I am trying to do the Fourier transformation of the expression $x(t) = 10 \cos(50\pi t)$; I have used the Euler representation to get as far as:

$$5\int_{-\infty}^{\infty}e^{-j50\pi t}e^{-j50\pi t}dt$$

Answer 1

Strictly speaking, this function does not have a Fourier transform. However, if we allow for more generalized functions, the following formula should get you to your answer: $$ \mathcal F\left[e^{i\omega_0 t}\right] = \int_{-\infty}^\infty e^{i\omega_0t}e^{-i\omega t}dt = 2\pi\delta(\omega - \omega_0), $$ where $\delta$ is the Dirac delta function.

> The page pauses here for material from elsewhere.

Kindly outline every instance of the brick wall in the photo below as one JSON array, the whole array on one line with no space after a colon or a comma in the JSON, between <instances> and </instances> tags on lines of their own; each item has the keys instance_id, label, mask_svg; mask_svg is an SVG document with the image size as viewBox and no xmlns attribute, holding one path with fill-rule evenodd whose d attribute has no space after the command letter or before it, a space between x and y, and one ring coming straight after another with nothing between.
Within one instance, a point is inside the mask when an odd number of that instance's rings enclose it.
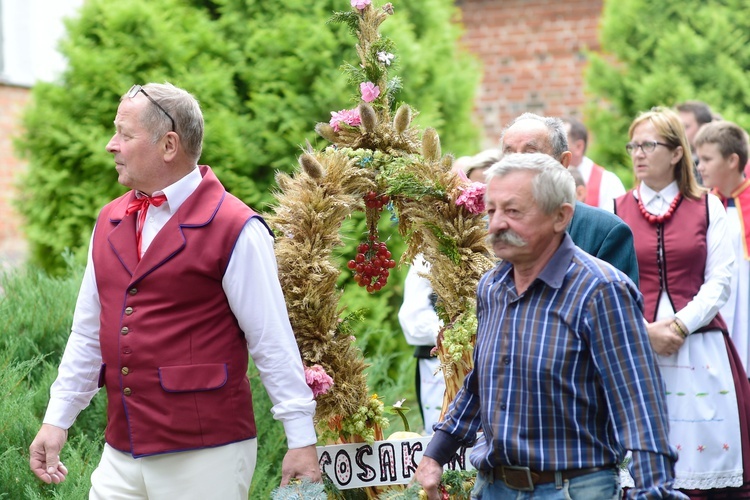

EDIT: So let me go into more detail about the delta function. The delta function is defined such that $\int_{-\infty}^\infty\delta(x)dx = 1$ and $\delta(x) = 0$ for all $x\ne0$*. Most importantly, the delta function has the property that $\int_{-\infty}^\infty f(x)\delta(x-x_0)dx = f(x_0)$. It is this property that makes the above formula work. If you apply the inverse Fourier transform to $2\pi\delta(\omega - \omega_0)$, you'll see it recovers $e^{i\omega t}$.

*You might notice at this point that no function could have such properties, and you'd be right: the delta function is not a function. But it has many of the same properties of a function so we call it that anyways.